5 mins with... Stephen Foulger, HR Director

1. Tell us about your business?

allpay Limited is the UK’s leading payment specialist based in Hereford, collecting more than £6bn a year from more than 60 million transactions. We pride ourselves on offering the widest range of payment collection services, working with central government departments, social housing, education, credit unions and debt collection agencies, to facilitate the collection and receipt of revenues.

Our aim is to work with clients to save them money through creating modern payment and card systems that are both cost-effective and convenient for the end consumer. In addition to bill collection, allpay Limited also operates prepaid cards and cashless technologies for a range of sectors.

2. What excites you most about the work you do? 

Helping others comes high up the list. Learning something new every day would also be close, but it’s probably the business itself. Payments is a really exciting place to be right now. Having a commercial mindset, making it fascinating and somewhere I can really add value. 

3. How do you make your employees happy?

I’ve learned over the years that you can’t make everyone happy all of the time. Leadership will take you so far, but ‘followership’ is just as important. You have to show a level of faith in the people that are charged with setting the course of the business when you come to work, and the success of the business certainly boosts that. As with the great fish markets of Seattle, if you follow the ‘fish’ philosophy, a philosophy and set of techniques that have become popular across the world in helping companies work with their teams to make the work place a great place to be, you realise you can choose your attitude and work can be fun. We hire some brilliant people, who have great attitudes and behaviours, which make it a great place to work. The fantastic facilities like the gym, two restaurants and bar, certainly make a big difference.

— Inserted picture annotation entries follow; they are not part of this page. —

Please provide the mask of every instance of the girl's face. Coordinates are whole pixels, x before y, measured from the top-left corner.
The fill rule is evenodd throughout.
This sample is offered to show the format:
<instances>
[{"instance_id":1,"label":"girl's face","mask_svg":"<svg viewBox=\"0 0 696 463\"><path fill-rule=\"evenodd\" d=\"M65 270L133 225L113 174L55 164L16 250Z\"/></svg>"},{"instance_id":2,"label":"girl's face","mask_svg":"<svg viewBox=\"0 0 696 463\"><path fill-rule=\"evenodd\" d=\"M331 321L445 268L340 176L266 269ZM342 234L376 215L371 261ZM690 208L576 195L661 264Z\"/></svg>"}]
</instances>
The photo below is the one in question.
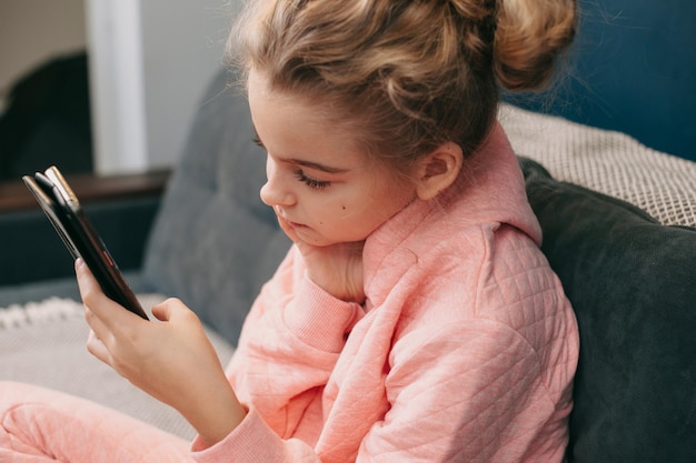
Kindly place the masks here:
<instances>
[{"instance_id":1,"label":"girl's face","mask_svg":"<svg viewBox=\"0 0 696 463\"><path fill-rule=\"evenodd\" d=\"M251 71L249 105L267 151L261 200L308 244L365 240L416 197L416 189L326 121L327 109L272 91Z\"/></svg>"}]
</instances>

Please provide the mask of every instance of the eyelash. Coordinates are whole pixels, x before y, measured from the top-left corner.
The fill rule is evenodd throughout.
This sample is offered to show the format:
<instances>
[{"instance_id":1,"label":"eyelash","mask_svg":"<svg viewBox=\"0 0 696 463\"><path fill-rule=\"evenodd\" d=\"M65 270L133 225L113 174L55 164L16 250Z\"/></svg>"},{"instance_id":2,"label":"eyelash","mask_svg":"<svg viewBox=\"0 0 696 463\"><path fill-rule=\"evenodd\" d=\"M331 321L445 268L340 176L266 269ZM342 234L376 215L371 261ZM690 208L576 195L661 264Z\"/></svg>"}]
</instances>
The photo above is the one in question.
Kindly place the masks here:
<instances>
[{"instance_id":1,"label":"eyelash","mask_svg":"<svg viewBox=\"0 0 696 463\"><path fill-rule=\"evenodd\" d=\"M305 183L307 187L311 188L312 190L324 190L331 185L331 182L321 181L321 180L312 179L311 177L305 175L305 172L302 172L299 169L295 171L295 177L297 177L297 180Z\"/></svg>"},{"instance_id":2,"label":"eyelash","mask_svg":"<svg viewBox=\"0 0 696 463\"><path fill-rule=\"evenodd\" d=\"M253 144L264 148L264 143L261 143L261 140L259 140L258 137L253 137L251 141L253 142ZM297 178L297 180L305 183L307 187L311 188L312 190L324 190L331 185L331 182L321 181L321 180L312 179L311 177L307 177L305 172L302 172L301 169L298 169L295 171L295 177Z\"/></svg>"}]
</instances>

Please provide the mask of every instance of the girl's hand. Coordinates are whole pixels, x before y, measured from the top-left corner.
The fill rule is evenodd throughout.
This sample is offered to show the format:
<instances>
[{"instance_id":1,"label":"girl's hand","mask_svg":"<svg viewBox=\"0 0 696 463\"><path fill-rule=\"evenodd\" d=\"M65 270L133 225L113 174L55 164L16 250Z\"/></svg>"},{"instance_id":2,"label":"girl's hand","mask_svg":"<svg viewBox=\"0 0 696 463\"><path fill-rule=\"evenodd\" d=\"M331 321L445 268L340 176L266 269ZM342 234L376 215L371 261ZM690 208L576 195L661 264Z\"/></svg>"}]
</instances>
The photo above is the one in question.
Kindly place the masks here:
<instances>
[{"instance_id":1,"label":"girl's hand","mask_svg":"<svg viewBox=\"0 0 696 463\"><path fill-rule=\"evenodd\" d=\"M88 351L159 401L178 410L208 445L246 415L198 316L181 301L152 308L146 321L108 299L81 259L76 261Z\"/></svg>"},{"instance_id":2,"label":"girl's hand","mask_svg":"<svg viewBox=\"0 0 696 463\"><path fill-rule=\"evenodd\" d=\"M305 258L307 274L335 298L365 302L362 288L362 248L365 242L316 246L300 240L287 221L278 214L278 223Z\"/></svg>"}]
</instances>

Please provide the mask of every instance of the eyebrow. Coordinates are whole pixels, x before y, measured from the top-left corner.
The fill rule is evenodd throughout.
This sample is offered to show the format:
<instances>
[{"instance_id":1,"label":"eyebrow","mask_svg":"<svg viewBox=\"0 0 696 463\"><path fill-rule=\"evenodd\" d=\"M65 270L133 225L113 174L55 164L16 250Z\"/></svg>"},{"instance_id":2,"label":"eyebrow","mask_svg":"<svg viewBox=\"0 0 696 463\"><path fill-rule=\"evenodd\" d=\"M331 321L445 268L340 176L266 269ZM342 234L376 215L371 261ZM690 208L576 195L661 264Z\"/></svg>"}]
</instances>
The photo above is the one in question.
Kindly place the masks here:
<instances>
[{"instance_id":1,"label":"eyebrow","mask_svg":"<svg viewBox=\"0 0 696 463\"><path fill-rule=\"evenodd\" d=\"M264 142L261 141L261 138L259 137L259 133L256 131L256 128L253 128L253 134L255 134L256 139L258 140L258 142L261 144L261 147L264 147ZM318 171L326 172L326 173L344 173L344 172L348 172L349 171L349 169L334 168L334 167L330 167L330 165L321 164L319 162L307 161L305 159L282 158L282 157L277 157L277 158L280 161L282 161L282 162L297 164L297 165L300 165L302 168L309 168L309 169L318 170Z\"/></svg>"}]
</instances>

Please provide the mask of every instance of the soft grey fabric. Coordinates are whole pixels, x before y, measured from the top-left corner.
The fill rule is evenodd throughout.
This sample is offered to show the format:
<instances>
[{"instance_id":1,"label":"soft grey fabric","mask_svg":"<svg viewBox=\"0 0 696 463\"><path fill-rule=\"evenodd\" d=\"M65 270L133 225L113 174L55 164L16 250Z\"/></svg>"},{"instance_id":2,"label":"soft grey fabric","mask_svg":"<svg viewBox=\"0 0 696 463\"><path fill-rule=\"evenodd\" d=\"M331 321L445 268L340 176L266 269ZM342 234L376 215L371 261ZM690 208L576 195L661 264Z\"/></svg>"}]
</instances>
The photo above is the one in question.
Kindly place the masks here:
<instances>
[{"instance_id":1,"label":"soft grey fabric","mask_svg":"<svg viewBox=\"0 0 696 463\"><path fill-rule=\"evenodd\" d=\"M191 129L156 219L145 279L236 344L264 282L290 246L259 198L265 152L243 89L220 72Z\"/></svg>"},{"instance_id":2,"label":"soft grey fabric","mask_svg":"<svg viewBox=\"0 0 696 463\"><path fill-rule=\"evenodd\" d=\"M163 295L139 294L139 299L149 310ZM173 409L87 352L88 332L82 304L69 299L51 298L0 309L0 381L30 383L89 399L191 439L193 429ZM207 332L220 362L226 364L231 346L212 330Z\"/></svg>"}]
</instances>

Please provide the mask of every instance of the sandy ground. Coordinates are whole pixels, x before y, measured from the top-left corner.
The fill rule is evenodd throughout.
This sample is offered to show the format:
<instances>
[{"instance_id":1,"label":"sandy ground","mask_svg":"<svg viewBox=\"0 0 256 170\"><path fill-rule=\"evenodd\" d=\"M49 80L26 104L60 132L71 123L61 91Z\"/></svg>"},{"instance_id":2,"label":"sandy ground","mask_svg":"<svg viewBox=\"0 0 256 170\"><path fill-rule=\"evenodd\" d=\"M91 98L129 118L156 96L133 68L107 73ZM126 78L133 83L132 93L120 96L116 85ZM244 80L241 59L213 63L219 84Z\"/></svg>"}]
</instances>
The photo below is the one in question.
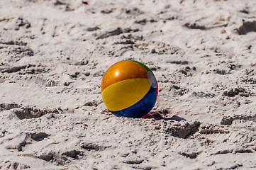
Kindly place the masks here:
<instances>
[{"instance_id":1,"label":"sandy ground","mask_svg":"<svg viewBox=\"0 0 256 170\"><path fill-rule=\"evenodd\" d=\"M255 169L256 1L0 1L1 169ZM117 118L104 72L153 70L152 113Z\"/></svg>"}]
</instances>

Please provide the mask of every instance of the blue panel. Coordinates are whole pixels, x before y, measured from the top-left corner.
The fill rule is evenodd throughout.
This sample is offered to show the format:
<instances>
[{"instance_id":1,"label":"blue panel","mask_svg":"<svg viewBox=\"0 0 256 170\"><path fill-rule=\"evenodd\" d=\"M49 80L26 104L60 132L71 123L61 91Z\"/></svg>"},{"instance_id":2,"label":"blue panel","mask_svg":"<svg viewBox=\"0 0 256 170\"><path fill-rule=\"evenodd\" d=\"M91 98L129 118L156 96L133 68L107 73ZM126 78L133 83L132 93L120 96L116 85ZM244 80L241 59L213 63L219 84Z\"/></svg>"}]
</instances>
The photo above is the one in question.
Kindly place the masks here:
<instances>
[{"instance_id":1,"label":"blue panel","mask_svg":"<svg viewBox=\"0 0 256 170\"><path fill-rule=\"evenodd\" d=\"M116 116L140 118L149 113L154 107L157 99L157 90L150 87L148 94L134 105L119 111L111 111Z\"/></svg>"}]
</instances>

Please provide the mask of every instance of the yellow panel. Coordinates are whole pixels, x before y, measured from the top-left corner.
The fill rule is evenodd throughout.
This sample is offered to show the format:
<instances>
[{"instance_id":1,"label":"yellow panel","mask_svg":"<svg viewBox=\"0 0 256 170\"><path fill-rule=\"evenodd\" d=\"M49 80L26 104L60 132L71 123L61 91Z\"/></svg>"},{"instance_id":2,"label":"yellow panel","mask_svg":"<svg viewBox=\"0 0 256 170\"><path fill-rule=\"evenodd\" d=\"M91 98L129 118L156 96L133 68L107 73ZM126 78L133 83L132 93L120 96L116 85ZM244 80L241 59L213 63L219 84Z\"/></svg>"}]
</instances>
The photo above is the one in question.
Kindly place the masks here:
<instances>
[{"instance_id":1,"label":"yellow panel","mask_svg":"<svg viewBox=\"0 0 256 170\"><path fill-rule=\"evenodd\" d=\"M148 79L130 79L114 83L102 91L102 98L111 111L118 111L136 103L150 89Z\"/></svg>"}]
</instances>

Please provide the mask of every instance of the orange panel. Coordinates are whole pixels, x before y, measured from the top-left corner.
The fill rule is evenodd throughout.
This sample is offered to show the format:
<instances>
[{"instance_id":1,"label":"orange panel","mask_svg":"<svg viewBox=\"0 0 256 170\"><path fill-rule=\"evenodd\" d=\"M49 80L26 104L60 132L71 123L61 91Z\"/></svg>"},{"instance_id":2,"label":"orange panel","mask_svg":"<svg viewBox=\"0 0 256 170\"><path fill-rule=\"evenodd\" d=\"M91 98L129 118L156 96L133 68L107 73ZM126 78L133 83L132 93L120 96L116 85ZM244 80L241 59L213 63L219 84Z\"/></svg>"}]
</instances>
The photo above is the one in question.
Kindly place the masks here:
<instances>
[{"instance_id":1,"label":"orange panel","mask_svg":"<svg viewBox=\"0 0 256 170\"><path fill-rule=\"evenodd\" d=\"M119 81L129 79L148 79L148 70L133 61L121 61L106 70L101 81L101 92L105 88Z\"/></svg>"}]
</instances>

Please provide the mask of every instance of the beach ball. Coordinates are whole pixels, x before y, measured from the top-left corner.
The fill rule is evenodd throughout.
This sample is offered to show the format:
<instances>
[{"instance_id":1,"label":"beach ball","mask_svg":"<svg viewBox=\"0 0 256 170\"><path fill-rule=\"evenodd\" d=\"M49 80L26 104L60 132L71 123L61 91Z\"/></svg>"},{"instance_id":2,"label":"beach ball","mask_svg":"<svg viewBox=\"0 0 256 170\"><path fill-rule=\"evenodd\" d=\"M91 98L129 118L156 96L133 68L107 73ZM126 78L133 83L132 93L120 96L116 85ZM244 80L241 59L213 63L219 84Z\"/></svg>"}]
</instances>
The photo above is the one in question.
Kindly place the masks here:
<instances>
[{"instance_id":1,"label":"beach ball","mask_svg":"<svg viewBox=\"0 0 256 170\"><path fill-rule=\"evenodd\" d=\"M147 66L134 60L123 60L107 69L101 91L106 108L113 115L141 118L154 107L158 85Z\"/></svg>"}]
</instances>

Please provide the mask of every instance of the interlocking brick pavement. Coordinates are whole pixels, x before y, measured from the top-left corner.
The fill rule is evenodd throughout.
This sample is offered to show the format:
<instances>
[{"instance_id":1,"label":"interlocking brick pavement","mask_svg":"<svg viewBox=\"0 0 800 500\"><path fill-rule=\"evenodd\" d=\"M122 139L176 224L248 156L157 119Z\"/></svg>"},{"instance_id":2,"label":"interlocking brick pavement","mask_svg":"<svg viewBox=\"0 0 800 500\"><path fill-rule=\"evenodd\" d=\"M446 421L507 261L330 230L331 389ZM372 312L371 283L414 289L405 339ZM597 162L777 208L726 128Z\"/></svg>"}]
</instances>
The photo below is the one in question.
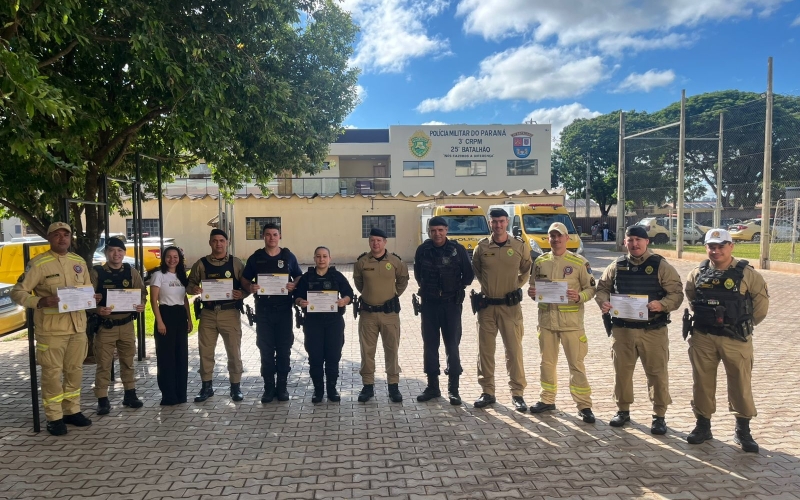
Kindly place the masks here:
<instances>
[{"instance_id":1,"label":"interlocking brick pavement","mask_svg":"<svg viewBox=\"0 0 800 500\"><path fill-rule=\"evenodd\" d=\"M594 274L616 254L590 244ZM682 276L695 265L673 261ZM350 276L352 266L340 266ZM754 391L759 416L753 433L760 454L745 454L732 441L734 419L726 411L713 420L715 440L686 443L693 427L691 370L680 321L670 325L670 382L673 404L666 436L649 433L650 405L644 374L635 374L632 423L608 426L616 408L611 398L610 341L593 304L587 306L587 373L598 421L587 425L576 415L564 390L568 370L559 361L558 410L543 416L520 414L511 406L503 381L502 342L498 338L498 403L477 410L453 407L446 399L417 403L425 387L419 320L410 293L403 312L400 388L405 400L388 400L383 353L378 348L376 398L360 404L359 347L348 311L341 363L342 402L311 404L312 386L295 331L287 403L262 405L255 332L244 326L242 388L245 400L228 397L225 353L220 342L215 371L217 394L205 403L158 406L155 357L136 363L139 410L123 408L122 384L110 393L112 412L94 414L94 366L84 370L82 404L94 424L69 427L52 437L32 432L26 341L0 343L0 499L298 499L298 498L800 498L800 322L794 276L765 271L772 295L769 316L757 328ZM477 283L475 284L477 287ZM538 342L536 308L526 301L526 401L536 402ZM463 316L461 344L465 402L480 393L476 382L476 326ZM152 329L152 326L148 326ZM444 363L444 349L441 349ZM197 339L190 339L190 395L200 385ZM444 380L443 380L444 381ZM719 407L725 409L726 383L719 372Z\"/></svg>"}]
</instances>

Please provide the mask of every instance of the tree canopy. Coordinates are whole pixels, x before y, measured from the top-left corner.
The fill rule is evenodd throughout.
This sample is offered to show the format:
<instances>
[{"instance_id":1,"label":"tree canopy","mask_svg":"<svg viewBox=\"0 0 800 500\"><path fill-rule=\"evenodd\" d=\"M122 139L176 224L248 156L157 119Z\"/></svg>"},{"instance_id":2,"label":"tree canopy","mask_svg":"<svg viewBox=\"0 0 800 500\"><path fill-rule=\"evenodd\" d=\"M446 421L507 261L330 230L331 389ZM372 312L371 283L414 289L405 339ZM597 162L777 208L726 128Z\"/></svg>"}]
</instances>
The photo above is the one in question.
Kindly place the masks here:
<instances>
[{"instance_id":1,"label":"tree canopy","mask_svg":"<svg viewBox=\"0 0 800 500\"><path fill-rule=\"evenodd\" d=\"M619 111L578 119L561 132L553 152L554 178L585 196L586 162L590 197L603 214L616 201ZM698 200L716 191L719 115L724 113L722 201L725 207L754 207L761 201L765 100L752 92L726 90L693 96L686 103L684 197ZM655 113L625 113L626 135L680 120L680 102ZM677 196L678 127L626 145L626 199L635 207L674 201ZM800 184L800 98L776 95L773 111L773 199L786 185Z\"/></svg>"},{"instance_id":2,"label":"tree canopy","mask_svg":"<svg viewBox=\"0 0 800 500\"><path fill-rule=\"evenodd\" d=\"M356 103L356 33L333 0L5 2L0 205L44 234L136 152L167 179L205 159L223 190L314 171ZM152 192L155 162L142 175ZM87 255L102 208L71 212Z\"/></svg>"}]
</instances>

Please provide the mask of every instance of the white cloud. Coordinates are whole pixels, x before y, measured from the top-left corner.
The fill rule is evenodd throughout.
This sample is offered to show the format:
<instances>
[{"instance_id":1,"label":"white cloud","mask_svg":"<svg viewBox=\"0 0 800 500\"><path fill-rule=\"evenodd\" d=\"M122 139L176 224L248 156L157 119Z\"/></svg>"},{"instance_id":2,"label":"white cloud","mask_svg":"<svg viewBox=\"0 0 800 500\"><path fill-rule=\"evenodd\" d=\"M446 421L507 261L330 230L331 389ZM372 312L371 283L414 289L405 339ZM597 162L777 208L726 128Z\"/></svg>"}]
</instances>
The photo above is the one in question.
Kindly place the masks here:
<instances>
[{"instance_id":1,"label":"white cloud","mask_svg":"<svg viewBox=\"0 0 800 500\"><path fill-rule=\"evenodd\" d=\"M523 123L531 120L536 123L549 123L553 144L557 144L561 130L572 123L577 118L594 118L600 116L599 111L591 111L581 103L573 102L557 108L534 109L523 120Z\"/></svg>"},{"instance_id":2,"label":"white cloud","mask_svg":"<svg viewBox=\"0 0 800 500\"><path fill-rule=\"evenodd\" d=\"M411 59L449 54L449 41L429 35L423 22L448 4L449 0L343 0L342 8L361 26L350 65L398 73Z\"/></svg>"},{"instance_id":3,"label":"white cloud","mask_svg":"<svg viewBox=\"0 0 800 500\"><path fill-rule=\"evenodd\" d=\"M675 81L675 72L671 69L656 71L651 69L645 73L631 73L619 84L617 92L650 92L656 87L664 87Z\"/></svg>"},{"instance_id":4,"label":"white cloud","mask_svg":"<svg viewBox=\"0 0 800 500\"><path fill-rule=\"evenodd\" d=\"M601 81L604 72L599 56L526 45L487 57L478 76L462 76L447 95L425 99L417 111L454 111L492 99L573 97Z\"/></svg>"},{"instance_id":5,"label":"white cloud","mask_svg":"<svg viewBox=\"0 0 800 500\"><path fill-rule=\"evenodd\" d=\"M663 39L669 32L709 21L769 15L790 0L460 0L464 29L487 39L532 34L559 45L606 39ZM678 40L671 40L672 42ZM613 43L610 44L613 46Z\"/></svg>"}]
</instances>

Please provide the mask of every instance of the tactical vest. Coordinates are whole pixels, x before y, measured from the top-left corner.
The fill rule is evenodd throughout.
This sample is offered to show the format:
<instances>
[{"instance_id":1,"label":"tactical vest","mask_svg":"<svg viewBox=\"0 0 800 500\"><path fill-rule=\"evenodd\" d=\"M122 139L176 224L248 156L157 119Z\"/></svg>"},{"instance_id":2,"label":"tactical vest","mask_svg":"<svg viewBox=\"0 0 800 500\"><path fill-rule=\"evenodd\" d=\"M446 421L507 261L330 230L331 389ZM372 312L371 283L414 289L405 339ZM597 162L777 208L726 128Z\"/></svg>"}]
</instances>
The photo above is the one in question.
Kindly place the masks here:
<instances>
[{"instance_id":1,"label":"tactical vest","mask_svg":"<svg viewBox=\"0 0 800 500\"><path fill-rule=\"evenodd\" d=\"M133 286L133 272L128 263L123 262L122 269L106 270L104 266L94 266L94 270L97 273L97 288L94 291L103 294L103 299L97 303L98 307L105 307L108 290L120 290Z\"/></svg>"},{"instance_id":2,"label":"tactical vest","mask_svg":"<svg viewBox=\"0 0 800 500\"><path fill-rule=\"evenodd\" d=\"M306 279L308 280L308 291L309 292L319 292L319 291L328 291L328 290L336 290L339 291L339 282L334 279L334 274L336 273L336 268L334 266L330 266L328 268L328 272L325 273L325 276L320 276L317 274L317 270L315 267L309 267L308 272L306 273ZM344 315L345 308L339 308L339 314ZM333 313L318 313L318 314L333 314ZM311 316L317 316L318 314L311 314L306 316L306 319L310 318Z\"/></svg>"},{"instance_id":3,"label":"tactical vest","mask_svg":"<svg viewBox=\"0 0 800 500\"><path fill-rule=\"evenodd\" d=\"M447 240L444 248L439 249L427 240L423 243L420 264L423 298L451 299L461 291L461 258L454 241Z\"/></svg>"},{"instance_id":4,"label":"tactical vest","mask_svg":"<svg viewBox=\"0 0 800 500\"><path fill-rule=\"evenodd\" d=\"M741 293L746 260L730 269L712 269L708 260L700 264L694 281L694 326L701 332L747 338L753 333L753 298Z\"/></svg>"},{"instance_id":5,"label":"tactical vest","mask_svg":"<svg viewBox=\"0 0 800 500\"><path fill-rule=\"evenodd\" d=\"M259 248L250 256L248 262L255 262L256 274L289 274L289 249L281 248L281 253L270 257L267 251ZM291 276L290 276L291 278ZM286 295L256 295L256 308L265 307L292 307L292 296Z\"/></svg>"},{"instance_id":6,"label":"tactical vest","mask_svg":"<svg viewBox=\"0 0 800 500\"><path fill-rule=\"evenodd\" d=\"M202 257L200 259L203 261L203 268L206 272L206 278L210 280L224 280L224 279L231 279L233 280L233 289L234 290L241 290L242 284L236 279L236 273L233 269L233 256L228 257L228 262L222 264L221 266L212 265L208 259ZM235 300L216 300L214 302L205 302L203 307L213 307L215 305L221 306L223 304L230 304L236 302Z\"/></svg>"},{"instance_id":7,"label":"tactical vest","mask_svg":"<svg viewBox=\"0 0 800 500\"><path fill-rule=\"evenodd\" d=\"M641 264L633 264L627 255L619 257L616 261L617 269L614 276L614 293L626 295L647 295L647 301L661 300L667 296L658 281L658 266L662 256L653 254ZM660 318L665 313L650 311L649 319Z\"/></svg>"}]
</instances>

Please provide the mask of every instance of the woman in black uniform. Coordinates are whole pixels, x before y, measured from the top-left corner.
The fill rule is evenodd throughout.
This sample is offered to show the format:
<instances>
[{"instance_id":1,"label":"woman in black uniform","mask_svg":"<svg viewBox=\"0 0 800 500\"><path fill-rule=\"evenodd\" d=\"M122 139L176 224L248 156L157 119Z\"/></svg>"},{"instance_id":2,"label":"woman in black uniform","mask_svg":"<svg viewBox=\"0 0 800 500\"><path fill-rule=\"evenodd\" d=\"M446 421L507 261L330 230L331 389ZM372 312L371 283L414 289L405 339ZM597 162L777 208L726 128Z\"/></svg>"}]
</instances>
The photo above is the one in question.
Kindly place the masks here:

4. What qualities do you look for most in your employees?

Attitudes and behaviours are key. You can give someone qualifications, opportunities and experience but, if they have the wrong attitude and behaviours, it’s pointless. I would always prefer to have a person in the team that I have to pull back from a piece of work over one I have to push. Hiring people with the right social and emotional intelligence makes a big difference too.

5. Tell us about a challenge you faced in your business and how you overcame it?

We are a very secure site because of the work we do. It’s such a great facility and place to work that I wanted to open the doors and get people in to sample it for themselves. Too often we were described as a hidden gem, so I was initially told it wouldn’t be possible. With a bit of imagination, a focus on making the impossible possible (our business mantra), and some interesting solutions to the logistical challenge, we managed to do it. We were inundated with potential applicants and filled more roles than we could have hoped for, including really tough to fill roles. Just as importantly we got all areas of the business working together. The camaraderie and the team spirit to make it work was brilliant. 

6. Other than your own, which other businesses are exciting you right now?

I have been really fortunate to work for some amazing companies and some incredible bosses. I have to say that I keep a close eye on the companies I worked for and the companies these great people moved on to. Unsurprisingly, success seems to follow these great people.  I love some of the things that Charter Court Financial Services are doing.  I find that a lot of SMEs are interesting and are the genuine game changers. In a more direct way I am really excited about our sister business Rude Wines - it has gone up another level this year. It’s an exciting brand and concept which is really making a difference in the marketplace. Watch this space.

7. What's your best piece of employee management advice?

E + R = O.

Which is: Event + Reaction = Outcome

Sometimes an event can be disappointing, causing people to give up and assume it is the final outcome. In reality, however, your reaction can have a huge impact on the outcome.

A long time ago I was a mortgage consultant. I remember being brought in to a room to be told that there were going to be redundancies (the event). A colleague of mine burst into tears and he was dreadfully upset. I can remember supporting him, telling him how good he was, that he might look back on this as a positive thing (the reaction). Little did I know that this had been spotted by people in the HR team, who thought I could be redeployed to work with them and be really good in HR (the outcome). I hope I proved them right.

8. What are you driving right now?

In a business sense, we are doing a lot off the back of a recently conducted employee engagement survey and are preparing for Living Wage Week. We became a living wage employer in 2014 and we will be running a wellbeing week in conjunction with this. 

9. What one business application/piece of software could you not live without?

I have a wider remit than just HR, that incorporates Legal, Learning and Development and Facilities. In all of the areas we are constantly trying to facilitate the best value for money solutions we can – solutions that make a real difference. We have developed a lot of bespoke tools, such as our in-house job evaluation tool. That’s pretty valuable and something we’re really proud of.

10. If you could employ one famous person who would it be and why?

I am a huge fan of having a scientific and/or economic approach to the world. It would be quite an indulgence in an SME to have someone like that in the HR team. In a big company however, looking at your data and the evidence available in the right way can be hugely beneficial and even help change the course of where the business is heading.

If I had an unlimited budget I would probably say the authors and podcast host for Freakonomics, Steven D Levitt and Steven J Dubner, would be great to employ. I love the way they look at the world in a different way. It opens up a whole new realm of opportunities.